Это, конечно же, не подходит ко всем писателям. Некоторые — как, например, Дерлет — преуспели, привязавшись к своим родным пустошам, другие же равным образом добились успеха, странствуя по всему свету.

Лавкрафт все еще играл роль надменного, аристократичного и богатого эстета: «Единственной причиной для джентльмена делать что-либо кроме того, что велит его фантазия, заключается в том, что он может наилучшим образом подкреплять свои иллюзии красоты и цели в жизни, гармонично окунаясь в структуру своих наследственных ощущений. Личность — феодальная, гордая, надменная, освобожденная и влиятельная — вот все, что имеет значение, и общество полезно для джентльмена лишь настолько, насколько оно усиливает те удовольствия, которыми он мог бы наслаждаться без него».

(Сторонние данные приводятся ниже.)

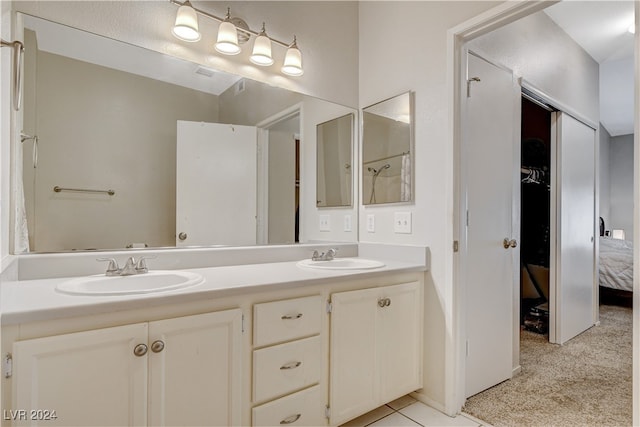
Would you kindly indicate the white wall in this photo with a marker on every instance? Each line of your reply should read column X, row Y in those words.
column 621, row 172
column 536, row 49
column 605, row 177
column 403, row 47
column 616, row 108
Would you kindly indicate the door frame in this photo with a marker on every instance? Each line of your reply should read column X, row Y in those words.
column 457, row 36
column 263, row 168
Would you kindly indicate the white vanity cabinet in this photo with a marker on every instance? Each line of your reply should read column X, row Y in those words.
column 288, row 360
column 181, row 371
column 376, row 348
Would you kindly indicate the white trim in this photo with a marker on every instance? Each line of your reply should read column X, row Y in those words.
column 262, row 187
column 636, row 228
column 558, row 105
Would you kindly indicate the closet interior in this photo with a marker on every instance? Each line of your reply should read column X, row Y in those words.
column 535, row 211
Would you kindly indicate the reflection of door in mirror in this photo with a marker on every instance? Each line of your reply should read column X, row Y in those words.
column 215, row 184
column 386, row 151
column 333, row 162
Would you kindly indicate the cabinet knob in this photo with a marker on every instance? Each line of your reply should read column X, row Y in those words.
column 384, row 302
column 291, row 419
column 140, row 350
column 290, row 365
column 291, row 316
column 157, row 346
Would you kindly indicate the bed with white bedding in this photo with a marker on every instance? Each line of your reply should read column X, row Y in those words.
column 616, row 264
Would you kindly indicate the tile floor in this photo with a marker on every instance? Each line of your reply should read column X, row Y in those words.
column 407, row 411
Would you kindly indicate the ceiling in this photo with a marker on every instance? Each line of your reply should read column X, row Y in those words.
column 601, row 28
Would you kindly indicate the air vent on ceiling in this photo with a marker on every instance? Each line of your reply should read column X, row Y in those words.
column 205, row 71
column 240, row 86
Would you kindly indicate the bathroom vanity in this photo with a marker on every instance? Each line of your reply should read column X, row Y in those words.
column 256, row 344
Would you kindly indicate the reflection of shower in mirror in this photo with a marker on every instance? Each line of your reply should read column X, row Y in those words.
column 376, row 172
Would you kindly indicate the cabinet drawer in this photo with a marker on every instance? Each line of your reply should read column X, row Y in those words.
column 285, row 368
column 280, row 321
column 305, row 408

Будущая аристократия, представленная в его время Фордами и Рокфеллерами, будет, как он полагал, «аристократией исключительно богатства, великолепия, мощи, скорости, величины и солидности, ибо, будучи созданной на основе приобретения и промышленности», она будет воплощать «грубый идеал делания, противоположный цивилизованному идеалу бытия». Истинный джентльмен — исчезающий вид — должен просто существовать и позволять миру обращаться к нему.

Машинный век, предостерегал Лавкрафт, вскоре разрушит Юг, как он это уже сделал с Северо-Востоком. «О раковой машинной культуре ничего хорошего сказать нельзя…» Хотя он и получил огромное удовольствие от полета на аэроплане, «я с сожалением вижу, что аэропланы начинают широко использоваться в коммерческих целях, поскольку они лишь добавляют чертовски бесполезного ускорения к и без того переускоренной жизни; но как аппараты для забавы джентльмена они неплохи!»

Лавкрафт ссылался на нескольких ведущих мыслителей — Ральфа Адамса Крама, Джозефа Вуда Крутча, Джеймса Траслоу Адамса, Джона Кроу Рэнсома, Т. С. Элиота и Олдоса Хаксли, — которые также предупреждали о зловещих социальных последствиях механизации. Лавкрафт считал, что «машинному веку понадобятся целые поколения, чтобы создать достаточно устойчивые иллюзии для построения нового остова удовлетворяющей традиции». Между тем «все, что можно сделать в настоящее время, — это бороться с будущим изо всех сил».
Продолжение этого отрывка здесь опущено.